Population heterogeneity in Saccharomyces cerevisiae and Escherichia coli lab scale cultivations simulating industrial scale bioprocesses

Today it is well known that a population of cells in a bioreactor is heterogeneous, opposite to traditional belief, and thus exhibiting distributions of single cell properties e.g. cell size, viability and metabolic activity rather than having a set of characteristics that can be described by averaged values. Population distributions always exist, but are significantly pronounced due to a combination of metabolic and stress responses of single cells travelling throughout the reactor experiencing gradients of substrate, pH and oxygen caused by non-ideal mixing in industrial scale bioprocesses. This thesis aimed at reaching a deeper understanding of how microbial physiology and cell dynamics are affected by the spatial heterogeneity in a bioreactor. Therefore large scale fermentation was simulated in laboratory scale using two of the most industrially relevant organisms E. coli and S. cerevisiae. Single cell distributions of cell size and fluorescence - originating from growth, cell membrane robustness and ethanol reporter strains or different fluorescence stains (for e.g. viability and metabolic activity) - were thereby followed by applying flow cytometry. Cell responses were studied in different cultivations modes, in steady state at different growth rates and in response to glucose perturbation in continuous culture, simulating the feeding zone of a large scale fed-batch fermentation and in batch culture to characterise the single cell behaviour in a dynamic environment. Furthermore, a two compartment chemostat setup, simulating different zones seen in large scale cultivations, was developed and studied under different compartmentalization conditions. The observed population heterogeneity distributions were, opposite to the common approach using mean values, described and validated in a quantitative manner through newly developed parameters, using percentile analysis followed by multivariate statistics as well as using a modeling approach.

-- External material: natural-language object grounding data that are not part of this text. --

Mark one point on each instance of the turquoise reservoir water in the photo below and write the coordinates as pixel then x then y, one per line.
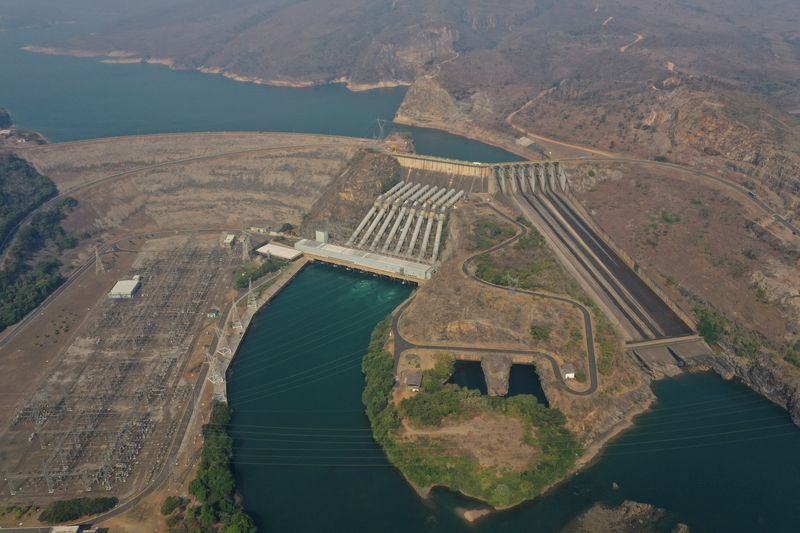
pixel 68 99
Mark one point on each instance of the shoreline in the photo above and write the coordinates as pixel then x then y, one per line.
pixel 588 458
pixel 122 57
pixel 275 285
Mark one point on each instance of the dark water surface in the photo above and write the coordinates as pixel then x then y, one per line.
pixel 469 374
pixel 69 99
pixel 713 453
pixel 524 380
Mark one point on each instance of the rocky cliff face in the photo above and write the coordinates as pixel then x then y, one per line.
pixel 628 517
pixel 772 379
pixel 684 119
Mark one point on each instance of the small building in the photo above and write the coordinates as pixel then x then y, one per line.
pixel 322 236
pixel 281 252
pixel 414 381
pixel 124 289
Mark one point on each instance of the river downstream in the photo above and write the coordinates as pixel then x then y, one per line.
pixel 713 453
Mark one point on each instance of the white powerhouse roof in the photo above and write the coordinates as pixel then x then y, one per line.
pixel 125 286
pixel 281 252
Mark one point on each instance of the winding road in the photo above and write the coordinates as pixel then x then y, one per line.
pixel 401 344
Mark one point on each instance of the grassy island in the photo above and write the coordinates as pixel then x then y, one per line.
pixel 421 436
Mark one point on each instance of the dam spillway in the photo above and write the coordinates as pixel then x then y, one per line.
pixel 384 242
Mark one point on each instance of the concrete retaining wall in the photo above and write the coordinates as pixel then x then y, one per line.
pixel 446 166
pixel 631 263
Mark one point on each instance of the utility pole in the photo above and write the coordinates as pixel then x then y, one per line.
pixel 99 267
pixel 251 297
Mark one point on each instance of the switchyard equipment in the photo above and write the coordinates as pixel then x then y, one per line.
pixel 106 417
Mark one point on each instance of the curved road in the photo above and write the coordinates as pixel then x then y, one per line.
pixel 113 247
pixel 719 179
pixel 63 194
pixel 402 344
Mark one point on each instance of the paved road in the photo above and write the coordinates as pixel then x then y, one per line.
pixel 30 317
pixel 67 192
pixel 401 344
pixel 758 202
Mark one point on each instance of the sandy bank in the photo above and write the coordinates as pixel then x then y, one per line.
pixel 122 57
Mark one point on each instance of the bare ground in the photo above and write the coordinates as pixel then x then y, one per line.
pixel 714 251
pixel 494 440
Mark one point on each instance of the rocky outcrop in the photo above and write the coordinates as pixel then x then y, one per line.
pixel 772 379
pixel 630 516
pixel 5 118
pixel 496 369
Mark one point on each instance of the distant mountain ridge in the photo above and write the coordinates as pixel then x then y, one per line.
pixel 492 57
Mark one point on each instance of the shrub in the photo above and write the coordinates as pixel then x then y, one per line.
pixel 540 331
pixel 710 324
pixel 67 510
pixel 171 503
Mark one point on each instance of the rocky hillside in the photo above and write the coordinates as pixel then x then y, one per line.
pixel 683 119
pixel 707 82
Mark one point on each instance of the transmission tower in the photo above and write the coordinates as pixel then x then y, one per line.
pixel 245 247
pixel 214 374
pixel 222 346
pixel 381 124
pixel 99 267
pixel 251 297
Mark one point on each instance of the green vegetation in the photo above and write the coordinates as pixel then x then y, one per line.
pixel 171 503
pixel 18 511
pixel 487 233
pixel 428 462
pixel 22 189
pixel 68 510
pixel 253 270
pixel 540 331
pixel 214 486
pixel 530 265
pixel 669 218
pixel 715 328
pixel 710 324
pixel 791 352
pixel 25 280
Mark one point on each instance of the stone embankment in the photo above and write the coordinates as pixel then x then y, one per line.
pixel 233 335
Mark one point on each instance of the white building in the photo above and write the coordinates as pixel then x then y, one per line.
pixel 281 252
pixel 124 289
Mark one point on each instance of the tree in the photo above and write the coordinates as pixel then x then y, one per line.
pixel 710 324
pixel 198 489
pixel 240 523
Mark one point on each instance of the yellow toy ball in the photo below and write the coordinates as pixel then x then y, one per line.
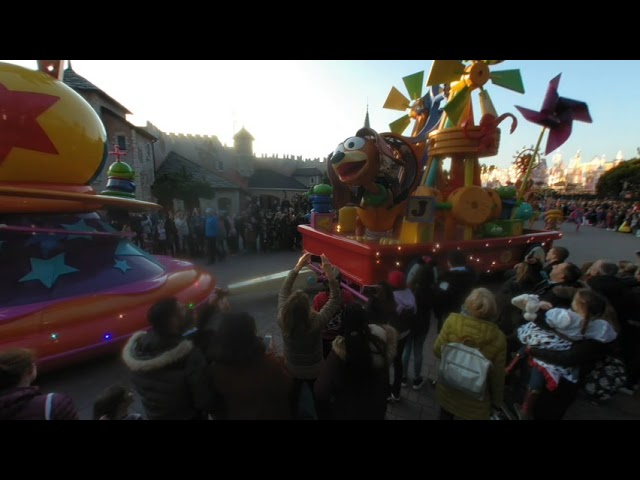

In general the applied reporter strains as well as fluorescence stains in combination with flow cytometry showed to be valuable tools to study population heterogeneity in the different setups simulating large scale fermentation that can potentially be used in development and optimisation of industrial scale processes. Differences in growth and membrane robustness due to varying growth conditions and between slow and fast growing cells, different metabolic activities on different substrates and phenomena during compartmentalization which are hidden in a normal chemostat could be successfully visualised and quantified.